In matters of death of a sick dog, there is no such thing as "work-life balance." I told Dr Daniel to phone him to inform him about the death even though he was off-duty on this Sunday morning at 9 am. I texted to him the owner's phone number. He texted back to say the owner's handphone was switched off. He had texted messaged. I reviewed the case record. There was the owner's residence tel number. I texted him to phone this number and some family member responded. I told Dr Daniel he was to come to the Surgery immediately before the owner arrived.

Death of a sick pet requires a vet to be present when the owner arrives. This should be the correct way. This is a vet's heavy responsibility although he or she is not working. The owner was already emotionally upset that his younger Jack Russell had become seriously ill without "cause".

I had explained to him that blood test did show a bacterial infection and the bacteria could be from the grass when his Jack Russell was exercised. "The other Jack Russell is healthy," he had said to me. "It is like dengue fever in a family. Not every family member is infected although they may be bitten by mosquitoes." Singapore has a spike in dengue fever in the last 3 months of so. He accepted the explanation. He knew the poor prognosis as Dr Daniel had told him.

Yet in the end, it was very emotional for him. Much less than for a woman. He brought his wire-haired Jack Russell to see the dead companion. "Say goodbye to him one more time," he brought the Jack Russell to see the dog again. Dr Daniel was present when he came and spoke to him. Cremation arrangements were made.

I expressed my condolences to him as he left. He took my hands to shake and wished me well. It was a very sad sunshine Sunday morning for me. It was good that the owner was satisfied with the care given to his dog. There should be no delay in informing the owner of his pet's death, before he arrives to visit as much unhappiness arise if this is not done as death is a very highly emotional issue.  Some owners would be very angry saying "Why don't you inform me when the dog dies."

Abuse of health care workers in human medicine are on the increase in Singapore, according to a Straits Times report I read recently. Some vet practices have put on written notices saying that pet owners who abuse the frontline staff will not be accepted.             

In any case, it is a vet's heavy responsibility to inform the owner when his pet dies. He should not have this mindset that he should not be disturbed during his time off, to achieve the "work-life" balance. A beloved pet's life has passed away.
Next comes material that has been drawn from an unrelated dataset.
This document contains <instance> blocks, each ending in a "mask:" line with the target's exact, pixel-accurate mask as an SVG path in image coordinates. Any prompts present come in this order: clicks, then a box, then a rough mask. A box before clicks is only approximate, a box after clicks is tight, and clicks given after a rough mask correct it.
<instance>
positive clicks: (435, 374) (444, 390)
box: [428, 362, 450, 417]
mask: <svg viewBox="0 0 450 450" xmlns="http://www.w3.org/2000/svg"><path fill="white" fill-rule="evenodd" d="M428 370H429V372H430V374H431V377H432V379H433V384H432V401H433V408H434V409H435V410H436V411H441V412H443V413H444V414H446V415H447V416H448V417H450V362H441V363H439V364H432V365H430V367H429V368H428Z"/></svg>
The vet should be responsible to the very end of the sick dog's life. 

P.S. In another similar case of high total white cell count, the Jack Russell of a similar age developed high fever and had stiff legs and extended neck and panting. He was on intensive IV drip. He cried non-stop on Day 2 and I thought euthanasia would have been an option to stop his pain. I tried various sedatives and pain-killers in addition to the usual medication and IV drip. Yet he recovered on Day 3 (Blog: A miracle on Good Friday case study). He is much better now.